Tonight the Fox network couldn't show an extended episode of America Idol's three day season premiere. Or yet another reality show like "Who is dating the shemale", because of the State of the Union address. Actually maybe it was a good thing. No crazy Fox programming, and the negative backlash of Iowa is put to the back burner. The speech was 54 minutes long, and as entertaining as anything else that has been on TV recently here are some of the highlights. And yes I make fun of some Democrats.

  • Ted Kennedy was shown shaking his head and then laughing as what Bush was saying.

  • When Bush mentioned that parts of the Patriot Act will expire in 2005. The democrats side of the room erupted in cheers.

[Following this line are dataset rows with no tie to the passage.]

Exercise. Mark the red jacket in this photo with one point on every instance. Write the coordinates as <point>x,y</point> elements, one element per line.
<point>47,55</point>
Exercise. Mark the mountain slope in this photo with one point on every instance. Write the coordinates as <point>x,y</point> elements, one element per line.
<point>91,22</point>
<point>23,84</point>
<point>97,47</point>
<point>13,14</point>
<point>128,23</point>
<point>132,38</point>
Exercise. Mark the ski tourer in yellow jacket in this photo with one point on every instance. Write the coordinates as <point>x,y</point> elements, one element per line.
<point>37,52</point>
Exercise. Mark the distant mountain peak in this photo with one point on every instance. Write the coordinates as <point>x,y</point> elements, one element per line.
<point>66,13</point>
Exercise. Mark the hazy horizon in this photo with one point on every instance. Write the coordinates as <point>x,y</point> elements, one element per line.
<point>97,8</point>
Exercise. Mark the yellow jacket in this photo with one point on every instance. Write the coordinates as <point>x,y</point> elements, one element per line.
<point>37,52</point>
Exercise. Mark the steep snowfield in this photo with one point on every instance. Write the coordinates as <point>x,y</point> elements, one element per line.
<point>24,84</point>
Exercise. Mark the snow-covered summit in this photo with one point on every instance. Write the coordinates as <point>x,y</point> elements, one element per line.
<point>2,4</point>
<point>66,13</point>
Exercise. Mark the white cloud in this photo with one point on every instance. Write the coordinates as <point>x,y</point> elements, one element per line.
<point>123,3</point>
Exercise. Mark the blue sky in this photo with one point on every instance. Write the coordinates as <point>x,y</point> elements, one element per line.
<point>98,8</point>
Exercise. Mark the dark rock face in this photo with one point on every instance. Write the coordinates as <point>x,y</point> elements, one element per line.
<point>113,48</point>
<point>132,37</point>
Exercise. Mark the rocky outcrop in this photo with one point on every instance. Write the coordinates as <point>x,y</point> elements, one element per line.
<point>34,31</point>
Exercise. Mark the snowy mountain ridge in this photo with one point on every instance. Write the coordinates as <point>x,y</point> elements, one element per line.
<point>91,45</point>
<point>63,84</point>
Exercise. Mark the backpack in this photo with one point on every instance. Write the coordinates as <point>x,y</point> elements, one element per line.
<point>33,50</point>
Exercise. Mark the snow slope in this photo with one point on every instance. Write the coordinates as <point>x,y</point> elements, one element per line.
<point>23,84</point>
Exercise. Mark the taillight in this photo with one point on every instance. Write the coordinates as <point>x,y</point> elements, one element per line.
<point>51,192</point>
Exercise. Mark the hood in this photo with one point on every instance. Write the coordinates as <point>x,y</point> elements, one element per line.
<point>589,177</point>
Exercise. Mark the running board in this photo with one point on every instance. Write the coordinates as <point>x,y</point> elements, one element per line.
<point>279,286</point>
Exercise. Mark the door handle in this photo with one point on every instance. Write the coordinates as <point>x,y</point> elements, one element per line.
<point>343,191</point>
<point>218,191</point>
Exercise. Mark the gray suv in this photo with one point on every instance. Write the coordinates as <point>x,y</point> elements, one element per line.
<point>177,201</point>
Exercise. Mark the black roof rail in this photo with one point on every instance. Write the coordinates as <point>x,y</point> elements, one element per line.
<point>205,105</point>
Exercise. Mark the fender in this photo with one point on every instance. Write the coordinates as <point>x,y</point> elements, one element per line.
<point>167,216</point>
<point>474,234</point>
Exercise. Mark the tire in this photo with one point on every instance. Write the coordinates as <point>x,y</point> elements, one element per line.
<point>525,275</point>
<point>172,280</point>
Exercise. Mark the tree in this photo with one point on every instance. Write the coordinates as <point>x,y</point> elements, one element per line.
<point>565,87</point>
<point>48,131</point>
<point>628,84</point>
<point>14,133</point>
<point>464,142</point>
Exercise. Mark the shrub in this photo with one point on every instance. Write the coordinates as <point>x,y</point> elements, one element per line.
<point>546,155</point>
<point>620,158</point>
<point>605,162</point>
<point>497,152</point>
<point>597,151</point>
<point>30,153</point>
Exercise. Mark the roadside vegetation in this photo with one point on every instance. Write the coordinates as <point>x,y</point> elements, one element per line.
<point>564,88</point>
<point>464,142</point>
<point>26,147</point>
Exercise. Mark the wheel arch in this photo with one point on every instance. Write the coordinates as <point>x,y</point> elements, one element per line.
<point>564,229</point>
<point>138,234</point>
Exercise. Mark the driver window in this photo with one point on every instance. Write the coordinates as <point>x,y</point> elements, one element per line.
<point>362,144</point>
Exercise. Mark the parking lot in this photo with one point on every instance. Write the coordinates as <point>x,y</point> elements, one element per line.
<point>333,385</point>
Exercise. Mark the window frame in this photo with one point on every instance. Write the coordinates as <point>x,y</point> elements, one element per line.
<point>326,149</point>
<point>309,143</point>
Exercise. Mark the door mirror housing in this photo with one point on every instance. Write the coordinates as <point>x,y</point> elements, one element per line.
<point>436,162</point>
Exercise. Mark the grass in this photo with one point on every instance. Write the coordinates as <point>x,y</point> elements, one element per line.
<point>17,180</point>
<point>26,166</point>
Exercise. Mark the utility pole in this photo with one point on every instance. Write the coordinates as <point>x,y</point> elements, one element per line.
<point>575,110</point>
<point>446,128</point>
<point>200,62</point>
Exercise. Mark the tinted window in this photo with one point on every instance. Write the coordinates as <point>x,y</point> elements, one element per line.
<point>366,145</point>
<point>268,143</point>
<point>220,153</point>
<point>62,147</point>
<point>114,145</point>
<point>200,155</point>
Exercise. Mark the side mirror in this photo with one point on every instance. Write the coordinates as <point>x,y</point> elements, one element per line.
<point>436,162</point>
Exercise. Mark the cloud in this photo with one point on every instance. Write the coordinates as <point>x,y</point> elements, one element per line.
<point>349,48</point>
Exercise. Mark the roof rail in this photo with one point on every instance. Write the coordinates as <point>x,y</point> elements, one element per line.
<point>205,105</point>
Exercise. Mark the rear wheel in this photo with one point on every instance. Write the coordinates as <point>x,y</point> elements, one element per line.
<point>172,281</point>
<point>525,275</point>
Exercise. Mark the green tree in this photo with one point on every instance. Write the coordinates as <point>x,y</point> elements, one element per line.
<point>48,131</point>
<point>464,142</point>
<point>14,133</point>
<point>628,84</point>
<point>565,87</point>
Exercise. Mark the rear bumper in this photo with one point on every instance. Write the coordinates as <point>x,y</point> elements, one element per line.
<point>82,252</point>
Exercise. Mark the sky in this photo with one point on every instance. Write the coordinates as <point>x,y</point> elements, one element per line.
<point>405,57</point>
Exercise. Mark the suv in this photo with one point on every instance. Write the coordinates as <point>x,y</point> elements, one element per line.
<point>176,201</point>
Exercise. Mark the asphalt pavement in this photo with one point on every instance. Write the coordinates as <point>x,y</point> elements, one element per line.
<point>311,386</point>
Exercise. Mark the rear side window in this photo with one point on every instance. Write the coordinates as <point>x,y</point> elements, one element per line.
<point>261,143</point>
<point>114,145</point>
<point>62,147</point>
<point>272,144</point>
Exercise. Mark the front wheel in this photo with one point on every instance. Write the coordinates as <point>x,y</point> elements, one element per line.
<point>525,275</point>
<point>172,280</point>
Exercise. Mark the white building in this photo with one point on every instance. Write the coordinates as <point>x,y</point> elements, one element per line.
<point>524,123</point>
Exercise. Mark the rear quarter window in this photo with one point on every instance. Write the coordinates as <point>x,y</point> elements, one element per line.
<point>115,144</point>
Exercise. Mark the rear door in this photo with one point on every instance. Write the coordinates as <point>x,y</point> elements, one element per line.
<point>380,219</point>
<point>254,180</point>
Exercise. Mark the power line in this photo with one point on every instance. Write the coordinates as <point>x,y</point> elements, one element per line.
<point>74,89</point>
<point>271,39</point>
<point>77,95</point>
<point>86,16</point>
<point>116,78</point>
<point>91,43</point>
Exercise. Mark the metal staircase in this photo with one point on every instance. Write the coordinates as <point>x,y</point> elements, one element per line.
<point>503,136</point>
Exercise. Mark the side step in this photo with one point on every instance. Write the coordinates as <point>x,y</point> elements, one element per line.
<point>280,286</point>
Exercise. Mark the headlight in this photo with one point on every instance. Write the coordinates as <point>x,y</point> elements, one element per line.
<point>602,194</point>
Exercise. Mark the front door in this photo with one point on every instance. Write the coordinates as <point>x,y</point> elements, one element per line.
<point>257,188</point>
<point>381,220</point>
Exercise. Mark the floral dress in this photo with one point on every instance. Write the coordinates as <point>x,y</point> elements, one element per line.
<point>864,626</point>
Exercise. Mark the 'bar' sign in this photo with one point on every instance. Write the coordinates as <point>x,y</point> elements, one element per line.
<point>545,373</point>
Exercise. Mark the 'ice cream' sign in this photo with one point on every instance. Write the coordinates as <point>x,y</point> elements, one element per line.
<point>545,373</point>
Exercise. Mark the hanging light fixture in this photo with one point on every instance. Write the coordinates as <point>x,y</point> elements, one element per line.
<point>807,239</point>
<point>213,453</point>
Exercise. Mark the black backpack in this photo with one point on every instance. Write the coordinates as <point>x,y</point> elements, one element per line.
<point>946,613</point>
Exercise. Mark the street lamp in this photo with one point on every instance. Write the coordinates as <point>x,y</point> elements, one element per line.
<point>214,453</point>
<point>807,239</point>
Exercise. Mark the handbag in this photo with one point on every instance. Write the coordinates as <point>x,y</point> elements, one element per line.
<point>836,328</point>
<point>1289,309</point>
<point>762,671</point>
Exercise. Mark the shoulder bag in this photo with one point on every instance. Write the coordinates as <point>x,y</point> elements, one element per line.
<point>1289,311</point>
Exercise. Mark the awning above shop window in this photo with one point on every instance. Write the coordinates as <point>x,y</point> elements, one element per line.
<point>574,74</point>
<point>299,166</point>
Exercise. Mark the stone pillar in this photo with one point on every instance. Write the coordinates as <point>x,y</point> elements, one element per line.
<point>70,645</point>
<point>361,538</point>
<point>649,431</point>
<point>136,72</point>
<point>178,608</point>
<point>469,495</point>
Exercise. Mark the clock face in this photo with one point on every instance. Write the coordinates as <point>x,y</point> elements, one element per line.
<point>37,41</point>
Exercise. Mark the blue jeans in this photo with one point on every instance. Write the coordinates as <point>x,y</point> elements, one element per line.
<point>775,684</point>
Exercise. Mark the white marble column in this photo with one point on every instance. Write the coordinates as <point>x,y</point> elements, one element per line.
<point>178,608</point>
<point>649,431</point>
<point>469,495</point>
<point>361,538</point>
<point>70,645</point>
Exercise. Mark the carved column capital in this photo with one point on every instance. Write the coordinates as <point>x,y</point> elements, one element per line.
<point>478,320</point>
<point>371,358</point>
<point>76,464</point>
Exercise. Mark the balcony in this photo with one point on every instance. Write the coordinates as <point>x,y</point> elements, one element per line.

Bush shot them a look that could kill.

  • Are Weapons of Mass Murder different from Weapons of Mass destruction?

  • What was with all the weird inappropriate grins?

  • He made a "commitment" to our brave men and women of the armed services. What about the kevlar vest many of them don't have? That republican Joe Scarborough has been talking up on his MSNBC show.

  • Many republicans were clapping very less than enthusiastically.

  • One congress man was reading a newspaper

  • Bush wants to protect businesses from what he refers toa s junk and frivolous lawsuits. This President protecting businesses? How unprecedented.

  • He is against granting amnesty to illegal immigrants (so am I), but is pushing for a Temporary Visiting Worker program, which would let millions of illegal aliens work in jobs that no Americans want. But not being citizens they probably are not going to pay any taxes on their wages. But if they were granted citizenship, their wages would all be taxed, and they too would be helping support this country re-building other countries but not this one.

  • Hillary Clinton, wasn't paying attention, until she realized the camera was on her and gave a big smile. She has the most horse like yellow teeth in the congress. Probably on the East Coast.

  • representative Charles Rangel was barely awake.

  • The last 15 minutes or so were very God-tastic

  • He really emphasized being against Gay marriage, and he was more assertive about protecting the sanctity of marriage, than he was about fighting terrorism and finding Osama bin Laden, who was never mentioned. But this makes sense since those airplanes that hit the World Trade Center were all members of a gay marriage cult on the way to Rosie O'Donell's Gay Cruise, not Al Queda operatives starting a jihad against America.